IN CINEMAS NOW
RUNNING TIME: 107 mins
REVIEWED BY: Dr Lenera, Official HCF Critic
As the Piston Cup season progresses, Lightning McQueen, now a seven-time Piston Cup racing legend, finds himself overshadowed by Jackson Storm, an arrogant rookie who belongs to a new generation of racers that use the latest technology to improve their performance. Lightning’s fellow veterans either retire or are fired by their sponsors, to be replaced by new-generation racers. During the final race of the season, he loses control and suffers a violent, nearly fatal rollover crash, leaving him badly injured. Not wanting to be forced into retirement as his mentor Doc was, he decides to start training again, looking for new ways to regain his edge, and finds that Rusty and Dusty, the owners of Lightning’s Rust-eze racing team, have sold Rust-eze to new owner Sterling, who assigns him to work with trainer Cruz Ramirez. Even worse, Sterling wants to take him off the racing circuit and use him for product endorsements….
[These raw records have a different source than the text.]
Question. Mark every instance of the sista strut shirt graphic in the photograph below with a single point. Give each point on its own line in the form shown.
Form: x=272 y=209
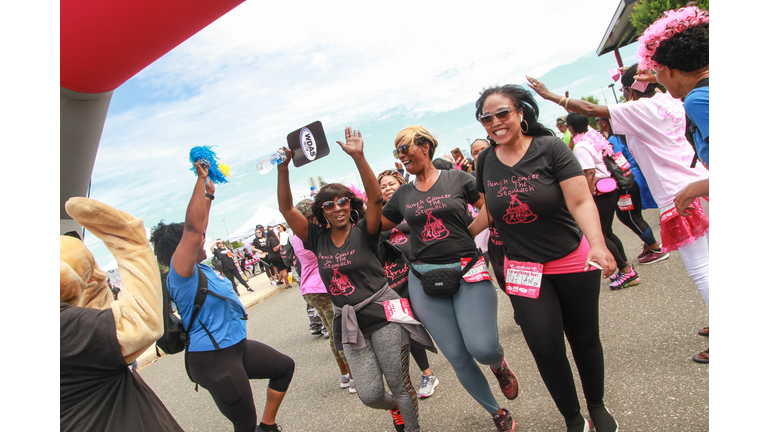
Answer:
x=527 y=203
x=351 y=272
x=438 y=217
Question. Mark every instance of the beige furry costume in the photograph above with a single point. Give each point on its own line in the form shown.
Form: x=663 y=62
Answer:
x=97 y=390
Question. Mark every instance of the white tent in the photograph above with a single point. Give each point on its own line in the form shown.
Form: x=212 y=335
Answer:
x=264 y=216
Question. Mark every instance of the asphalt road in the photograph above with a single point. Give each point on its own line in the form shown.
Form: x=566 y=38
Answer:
x=649 y=334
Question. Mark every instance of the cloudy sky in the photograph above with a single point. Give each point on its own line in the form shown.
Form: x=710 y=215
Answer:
x=263 y=70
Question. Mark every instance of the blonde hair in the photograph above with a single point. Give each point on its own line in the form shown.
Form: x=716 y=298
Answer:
x=418 y=135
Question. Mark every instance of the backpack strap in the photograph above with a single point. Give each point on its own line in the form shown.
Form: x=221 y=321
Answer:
x=690 y=126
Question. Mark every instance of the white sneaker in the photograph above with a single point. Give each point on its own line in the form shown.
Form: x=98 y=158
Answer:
x=428 y=385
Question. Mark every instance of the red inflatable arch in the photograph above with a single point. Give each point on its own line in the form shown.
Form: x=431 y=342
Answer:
x=103 y=44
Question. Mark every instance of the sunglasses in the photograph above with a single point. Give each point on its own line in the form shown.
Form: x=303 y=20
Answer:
x=343 y=203
x=405 y=148
x=502 y=115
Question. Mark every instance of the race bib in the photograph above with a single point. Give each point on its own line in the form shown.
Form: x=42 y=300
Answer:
x=621 y=161
x=523 y=278
x=625 y=203
x=399 y=311
x=478 y=272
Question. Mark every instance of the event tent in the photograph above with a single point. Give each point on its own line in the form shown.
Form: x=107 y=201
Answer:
x=264 y=216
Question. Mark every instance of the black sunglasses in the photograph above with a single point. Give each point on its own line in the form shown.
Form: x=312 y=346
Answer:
x=343 y=203
x=401 y=149
x=502 y=115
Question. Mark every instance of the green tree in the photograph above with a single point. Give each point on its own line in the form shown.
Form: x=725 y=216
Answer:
x=648 y=11
x=594 y=100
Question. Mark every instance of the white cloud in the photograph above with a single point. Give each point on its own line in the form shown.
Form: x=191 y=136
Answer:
x=263 y=69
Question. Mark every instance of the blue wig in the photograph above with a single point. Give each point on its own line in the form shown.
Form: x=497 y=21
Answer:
x=217 y=171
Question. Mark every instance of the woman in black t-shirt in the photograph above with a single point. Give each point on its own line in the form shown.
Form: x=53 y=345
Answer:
x=537 y=196
x=463 y=325
x=346 y=247
x=396 y=268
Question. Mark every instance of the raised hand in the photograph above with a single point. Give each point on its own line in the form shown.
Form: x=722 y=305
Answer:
x=354 y=142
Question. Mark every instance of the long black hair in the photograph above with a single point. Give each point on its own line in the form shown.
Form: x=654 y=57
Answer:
x=328 y=193
x=523 y=100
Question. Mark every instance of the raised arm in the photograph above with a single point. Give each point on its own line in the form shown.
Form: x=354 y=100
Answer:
x=295 y=219
x=138 y=312
x=185 y=257
x=354 y=147
x=576 y=105
x=582 y=206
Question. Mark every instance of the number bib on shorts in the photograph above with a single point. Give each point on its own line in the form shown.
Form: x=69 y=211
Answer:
x=625 y=203
x=523 y=278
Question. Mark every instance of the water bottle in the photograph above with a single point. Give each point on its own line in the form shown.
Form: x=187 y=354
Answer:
x=272 y=161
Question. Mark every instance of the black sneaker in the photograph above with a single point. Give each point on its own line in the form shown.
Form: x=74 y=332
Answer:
x=504 y=422
x=268 y=428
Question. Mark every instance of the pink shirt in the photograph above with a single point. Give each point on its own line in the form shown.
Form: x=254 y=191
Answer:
x=310 y=277
x=655 y=130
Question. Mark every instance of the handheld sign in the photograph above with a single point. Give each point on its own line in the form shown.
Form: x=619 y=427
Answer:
x=308 y=144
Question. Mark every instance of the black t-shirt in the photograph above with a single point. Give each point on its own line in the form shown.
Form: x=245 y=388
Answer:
x=226 y=261
x=97 y=391
x=439 y=217
x=395 y=268
x=527 y=203
x=351 y=273
x=274 y=254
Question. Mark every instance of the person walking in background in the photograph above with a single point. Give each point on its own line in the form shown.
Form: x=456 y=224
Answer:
x=219 y=356
x=589 y=148
x=630 y=210
x=275 y=260
x=676 y=47
x=563 y=128
x=229 y=268
x=464 y=324
x=537 y=196
x=654 y=124
x=397 y=269
x=346 y=245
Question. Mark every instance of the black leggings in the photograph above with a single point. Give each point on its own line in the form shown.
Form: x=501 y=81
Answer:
x=231 y=274
x=633 y=219
x=606 y=207
x=567 y=303
x=225 y=374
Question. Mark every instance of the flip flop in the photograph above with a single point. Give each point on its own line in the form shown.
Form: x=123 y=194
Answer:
x=700 y=358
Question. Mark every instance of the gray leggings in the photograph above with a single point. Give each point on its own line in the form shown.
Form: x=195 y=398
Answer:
x=465 y=329
x=386 y=352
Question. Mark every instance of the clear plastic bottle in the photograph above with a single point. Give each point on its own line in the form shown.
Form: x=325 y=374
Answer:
x=272 y=161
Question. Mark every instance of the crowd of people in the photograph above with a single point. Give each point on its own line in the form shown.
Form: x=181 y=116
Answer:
x=413 y=264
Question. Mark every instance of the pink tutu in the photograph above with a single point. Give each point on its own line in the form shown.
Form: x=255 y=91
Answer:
x=678 y=231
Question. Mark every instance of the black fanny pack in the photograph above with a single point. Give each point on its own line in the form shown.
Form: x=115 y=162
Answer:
x=443 y=282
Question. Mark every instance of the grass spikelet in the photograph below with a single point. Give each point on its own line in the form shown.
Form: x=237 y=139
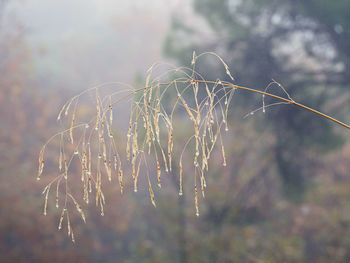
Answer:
x=78 y=207
x=65 y=169
x=61 y=219
x=41 y=164
x=196 y=200
x=137 y=176
x=68 y=225
x=128 y=140
x=208 y=111
x=120 y=178
x=46 y=198
x=60 y=161
x=151 y=193
x=158 y=174
x=180 y=168
x=71 y=128
x=57 y=188
x=170 y=145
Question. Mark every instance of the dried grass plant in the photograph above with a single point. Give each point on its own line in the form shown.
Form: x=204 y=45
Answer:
x=149 y=139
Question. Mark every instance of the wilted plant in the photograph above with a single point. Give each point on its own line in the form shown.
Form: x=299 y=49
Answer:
x=150 y=134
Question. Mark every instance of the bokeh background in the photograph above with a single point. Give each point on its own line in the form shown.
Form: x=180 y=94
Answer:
x=284 y=195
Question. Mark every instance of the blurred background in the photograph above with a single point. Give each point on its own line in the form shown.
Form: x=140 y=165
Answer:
x=284 y=195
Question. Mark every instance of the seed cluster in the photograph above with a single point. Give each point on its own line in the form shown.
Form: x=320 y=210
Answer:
x=149 y=139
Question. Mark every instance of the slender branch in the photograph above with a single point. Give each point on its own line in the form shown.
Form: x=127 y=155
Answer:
x=263 y=93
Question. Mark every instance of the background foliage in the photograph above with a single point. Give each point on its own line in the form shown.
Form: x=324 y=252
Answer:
x=284 y=195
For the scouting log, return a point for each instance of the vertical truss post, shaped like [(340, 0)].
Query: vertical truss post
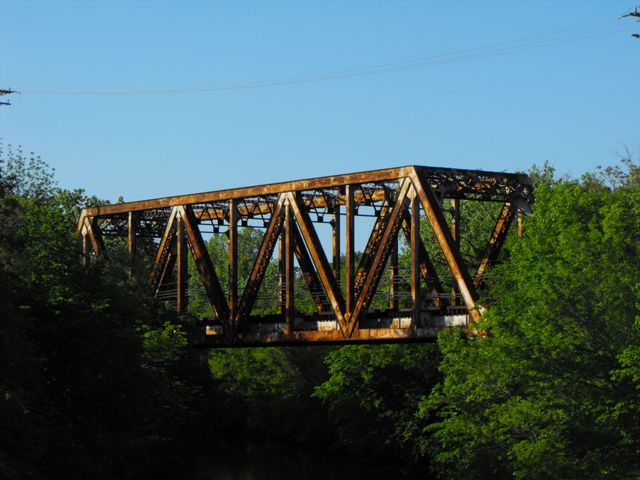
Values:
[(93, 232), (163, 260), (335, 243), (416, 243), (496, 240), (181, 264), (380, 255), (455, 234), (289, 268), (349, 249), (85, 247), (325, 273), (204, 265), (282, 298), (132, 224), (520, 226), (232, 258), (260, 265), (438, 223), (393, 276)]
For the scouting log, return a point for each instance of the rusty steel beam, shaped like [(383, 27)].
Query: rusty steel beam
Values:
[(455, 234), (287, 212), (393, 276), (232, 258), (308, 273), (349, 249), (335, 241), (181, 263), (260, 265), (427, 269), (204, 265), (438, 223), (289, 228), (453, 183), (380, 256), (496, 240), (416, 260), (163, 252), (93, 231), (327, 279)]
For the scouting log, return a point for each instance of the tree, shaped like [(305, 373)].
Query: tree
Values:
[(552, 391)]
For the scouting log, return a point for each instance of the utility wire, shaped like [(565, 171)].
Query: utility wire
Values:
[(548, 39)]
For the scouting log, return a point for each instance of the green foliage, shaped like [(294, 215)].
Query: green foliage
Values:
[(373, 393), (552, 391), (96, 381), (269, 390)]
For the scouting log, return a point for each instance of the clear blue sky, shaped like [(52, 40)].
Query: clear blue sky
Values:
[(571, 103)]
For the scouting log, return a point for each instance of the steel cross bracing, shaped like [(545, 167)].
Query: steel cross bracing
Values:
[(343, 288)]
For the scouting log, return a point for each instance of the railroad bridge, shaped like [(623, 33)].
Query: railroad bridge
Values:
[(342, 283)]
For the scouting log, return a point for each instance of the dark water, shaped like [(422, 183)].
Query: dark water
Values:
[(260, 461)]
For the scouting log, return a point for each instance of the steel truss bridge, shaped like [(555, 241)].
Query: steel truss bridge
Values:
[(342, 288)]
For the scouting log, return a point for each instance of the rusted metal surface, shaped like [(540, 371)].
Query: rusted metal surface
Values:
[(343, 284)]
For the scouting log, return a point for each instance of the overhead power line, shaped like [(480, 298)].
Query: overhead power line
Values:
[(6, 91), (633, 13), (558, 37)]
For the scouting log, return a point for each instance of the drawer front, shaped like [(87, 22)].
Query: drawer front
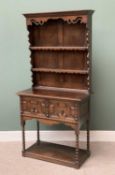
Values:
[(30, 105), (49, 108)]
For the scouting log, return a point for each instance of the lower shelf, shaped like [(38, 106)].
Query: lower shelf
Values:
[(56, 153)]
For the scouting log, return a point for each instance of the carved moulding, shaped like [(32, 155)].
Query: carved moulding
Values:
[(69, 19)]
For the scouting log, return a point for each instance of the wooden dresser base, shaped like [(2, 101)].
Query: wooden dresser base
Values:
[(55, 153)]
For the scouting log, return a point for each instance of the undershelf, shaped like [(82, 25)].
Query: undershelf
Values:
[(58, 48), (55, 153), (60, 70)]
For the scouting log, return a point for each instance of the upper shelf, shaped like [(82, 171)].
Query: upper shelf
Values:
[(58, 48), (60, 70)]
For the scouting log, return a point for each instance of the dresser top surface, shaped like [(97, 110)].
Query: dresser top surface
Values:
[(55, 94), (60, 13)]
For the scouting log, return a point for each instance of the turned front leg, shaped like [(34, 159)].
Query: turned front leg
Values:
[(77, 148), (23, 135), (38, 132)]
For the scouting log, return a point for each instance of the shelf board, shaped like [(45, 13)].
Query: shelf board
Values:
[(58, 48), (55, 153), (60, 70)]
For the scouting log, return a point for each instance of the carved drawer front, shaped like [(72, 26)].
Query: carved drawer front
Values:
[(57, 109), (62, 110), (34, 106)]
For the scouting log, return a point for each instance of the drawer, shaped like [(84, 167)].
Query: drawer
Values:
[(49, 108)]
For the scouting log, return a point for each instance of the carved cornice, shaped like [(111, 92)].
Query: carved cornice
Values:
[(69, 19)]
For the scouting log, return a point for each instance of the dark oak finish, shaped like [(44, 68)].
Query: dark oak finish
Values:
[(60, 46)]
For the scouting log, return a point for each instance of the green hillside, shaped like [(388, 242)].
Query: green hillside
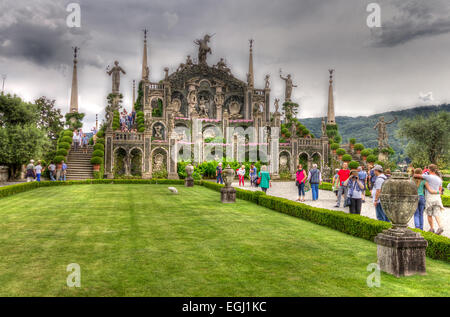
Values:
[(361, 128)]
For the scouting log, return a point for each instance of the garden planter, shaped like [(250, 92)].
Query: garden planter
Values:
[(400, 251)]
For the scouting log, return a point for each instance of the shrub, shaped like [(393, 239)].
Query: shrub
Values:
[(99, 146), (96, 160), (334, 146), (366, 152), (68, 133), (372, 158), (59, 158), (347, 158), (359, 147), (64, 145), (98, 153), (353, 165), (61, 152), (66, 139)]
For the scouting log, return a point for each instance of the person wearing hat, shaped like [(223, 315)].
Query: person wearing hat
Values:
[(30, 175), (381, 178)]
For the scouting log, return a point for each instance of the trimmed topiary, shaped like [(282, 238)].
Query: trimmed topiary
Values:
[(99, 146), (359, 147), (372, 158), (96, 160), (98, 153), (353, 165), (334, 146), (346, 158), (64, 145), (59, 158), (62, 152)]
Neither Cars nor Cars 2 fared very well with critics, but kids tend to love them [talking vehicles with eyes, what could be more appealing to a little boy?], and I rather enjoyed them myself, the sequel in my opinion doing well in being very different to the original. It was Pixar’s first commercial disappointment though, which may be why Cars 3 pretends that Cars 2 never happened. It also seems like a bid for more critical respectability, with themes of aging, mortality and obsolescence, less laughs [Mater’s hardly in it], and a new major female character [it won’t be long before white male heroes will be entirely a thing of the past for Disney] just to be PC. Unfortunately, this means that the film is too deep and downbeat for many young kids, kids who are not quite ready for, say, Up! or Inside Out but who would eat up the simple fun of a Cars film. There was quite a bit of shuffling and talking at the fairly full showing I attended. And, while the message about knowing when to pass the torch may be commendable, the film does it in such a way as to seem like it’s also trying to shove a defeatist message at people, which is just ridiculous and concerning. Almost nothing is original in the storyline either, which is cobbled together from a variety of sports movies including at least a couple of Rockys.
And yet, I’d be lying if I said I didn’t get entertainment value from the film. Even though I feel it lacks the genuine heart of the first movie where the emotional beasts didn’t seem so forced, certain moments are more moving than you’d expect given that we’re talking about living cars here, the several race sequences are genuinely exciting, and the level of texture and detail has reached quite phenomenal standards. Some shots do look genuinely photo-realistic. There’s also a great eye for odd detail [love the band!], though things do sometimes seem rather creepy this time round, and I wish that the film could have gone into the background of its actually rather [when you think about it] nightmarish dystopian reality rather than leaving us adults with lots of questions, such as, when McQueen and Ramirez inadvertently enter a demolition derby and have to survive aginst a suped-up school bus, why does the school bus exist in the first place considering there are no humans in this world? Cars 3 is technically superb no doubt, at times but doesn’t appear to have been really thought through [it even misquotes things from Cars] and is easily the least of the three Cars films.